Neyman-Pearson framework

This is the most common use of hypothesis testing, so you often do not need to declare you’re using the Neyman-Pearson framework while performing hypothesis testing.

Type I error: false positive
- Reject the null when it is true
Type II error: false negative
- Retain the null when it is false

…

(Bonus stats joke)

A statistician is someone who wants to be wrong exactly 5% of the time.

…

The framework is as follows:

Fix $\alpha \in (0, 1)$
We want $\Pr(\textrm{reject } H_0 \mid H_0) \leq \alpha$
1. Type I error

Typically, $\alpha = 0.05$
Why? No very robust reasons
- About the complement of the area covered by $\pm 2$ standard deviations from the mean in a Normal distribution
- Nice number

Note that the framework only focuses on Type I error and $\alpha$.

Type II error is often important, too. We could also consider situations when we would like to minimize $\Pr(\textrm{retain }H_0 \mid H_1)$.

Power function: returns the probability that we reject the null given that the true parameter is $\theta$, or $\beta(\theta) = \Pr(\textrm{reject } H_0 \mid \theta)$
- We want power to be large when $\theta \in \Theta_1$ and low when $\theta \in \Theta_0$
  - $\beta(\theta) \leq \alpha$ when $\theta \in \Theta_0$ by definition
  - Assuming we’re still in the Neyman-Pearson framework
- Confusingly, $\beta$ is often used as the parameter of interest in regression

When testing, we create a test statistic $T$, where we reject $H_0$ if $\mid T \mid > c$ and retain $H_0$ if $\mid T \mid < c$.

$c$ is the critical value of the test.

What do we do when $T$ is discrete and $T = c$? To be consistent with the framework, we would have to randomly choose with certain probability (not necessarily a fair probability) to keep Type I error rate less than $\alpha$.

We often redefine retention to be $\mid T \mid \leq c$ to avoid the above problem.

Simple and composite null

Simple null: $\Theta_0$ contains only one element
- I.e., $\Theta_0 = \theta_0$
- Very rarely should be literally interpreted as equality in practical science
- E.g., if testing for difference in average test scores between two groups, whether they’re exactly the same is often not important, as only a large difference would be a cause for concern
- Thinking of the null hypothesis as $H_0: \mid \theta - \theta_0 \mid \leq \epsilon$ may be more useful
Composite null: $\Theta_0$ is a set with more than one element
- E.g., greater than or less than null hypotheses
Aside about data collection and significance
- If you collect enough data, you can often reject the null due to spurious correlations
- The field of psychology warns researchers against these statistically significant but incidental artifacts in large data sets

Solving for the critical value

Solving for $c$ is a fairly standard STAT 110 problem.
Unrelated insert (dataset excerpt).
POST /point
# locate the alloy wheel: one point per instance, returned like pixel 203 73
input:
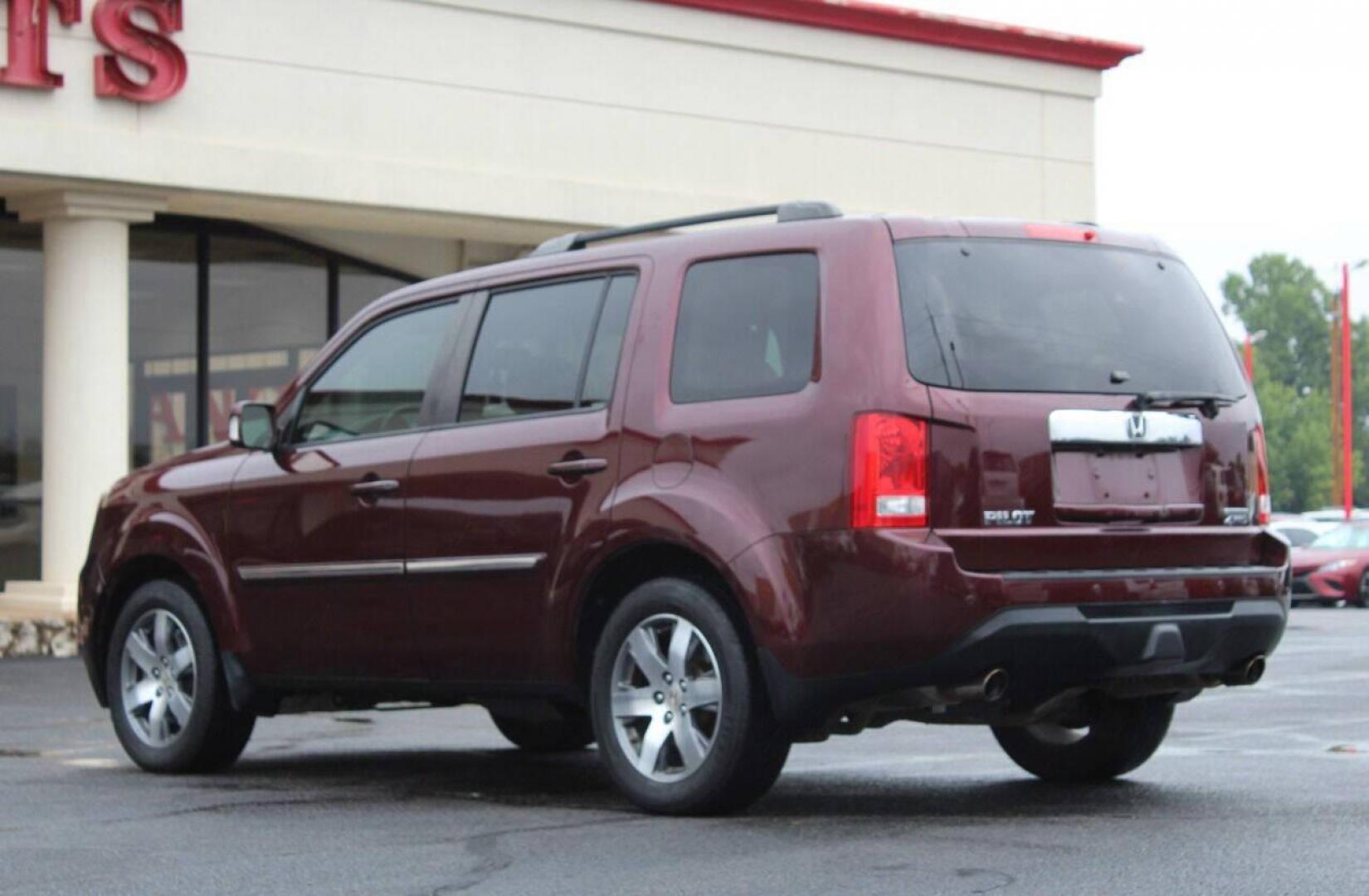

We only need to find $c$ such that $\Pr(\mid T \mid > c \mid \theta_0) = \alpha$.

Ex: One sample $t$-test.

Let $Y_j$ be i.i.d. Normals with mean $\mu$ and variance $\sigma^2$. We have $H_0: \mu = \mu_0$ and $H_1: \mu \neq \mu_0$.

We can use $T = \sqrt{n}\frac{\bar Y - \mu_0}{\hat\sigma}$ as our test statistic. This is a standard Normal under the null. Intuitively, if $\bar Y$ is far from $\mu_0$ (and $T$’s magnitude is large), it would seem like the null should be rejected.

Under the null hypothesis, $T \sim t_{n - 1}$ ($t$ distribution with $n - 1$ degrees of freedom). We can write $1 - \alpha = \Pr(\mid T \mid \leq c)$. Because of the symmetry of $t_{n - 1}$ and our null, we can write

\[\alpha = P(\mid T \mid \geq c) = 2 P(T > c) \to 1 - \frac{\alpha}{2} = \Pr(T \leq c),\]

where $c$ is easy to find from the quantile function of the $t_{n - 1}$ distribution.